I opted to try the antithyroid drug thionamide to stabilize things. After being on the medication and having regular blood checks, my thyroid hormones returned to normal.
Well it's been one year since I was informed the medication had worked. Since then, I had a bad experience with a roommate, I moved in with my boyfriend, became engaged, planning a wedding, saving for that wedding and experiencing ongoing stress at my job.

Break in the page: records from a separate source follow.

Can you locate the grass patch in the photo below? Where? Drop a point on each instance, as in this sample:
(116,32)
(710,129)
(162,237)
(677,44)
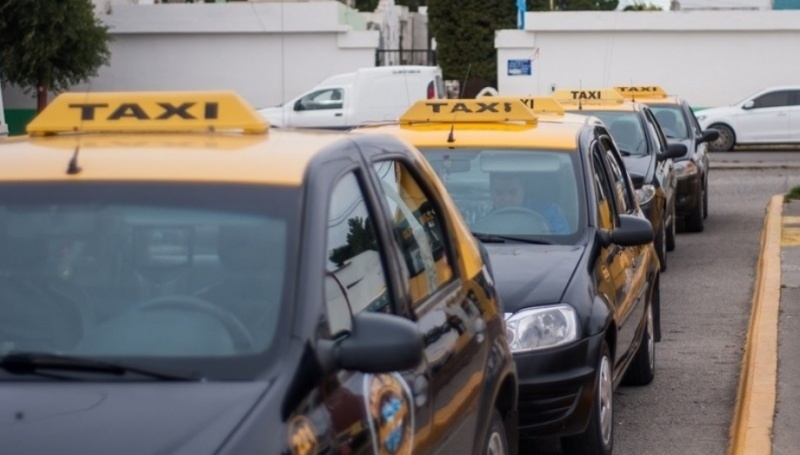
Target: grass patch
(792,195)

Over the last three months I have been experiencing the same symptoms I had years ago when I was diagnosed. This time the weight loss has been more significant! I'm finding it very difficult to concentrate at work, I'm constantly tired yet I can't sleep and my behaviour is more erratic than usual. I recently had a Doctors appointment and was weighed in at 119 pounds (I'm almost 5"11) In addition, my hands tremble so much my signature looks like a signature of an elderly woman suffering from Parkinsons Disease! I had my blood taken and am now waiting on the verdict. This time I must decide what is the best course of action for my health. It's a tiny gland in my throat but what an impact it can have!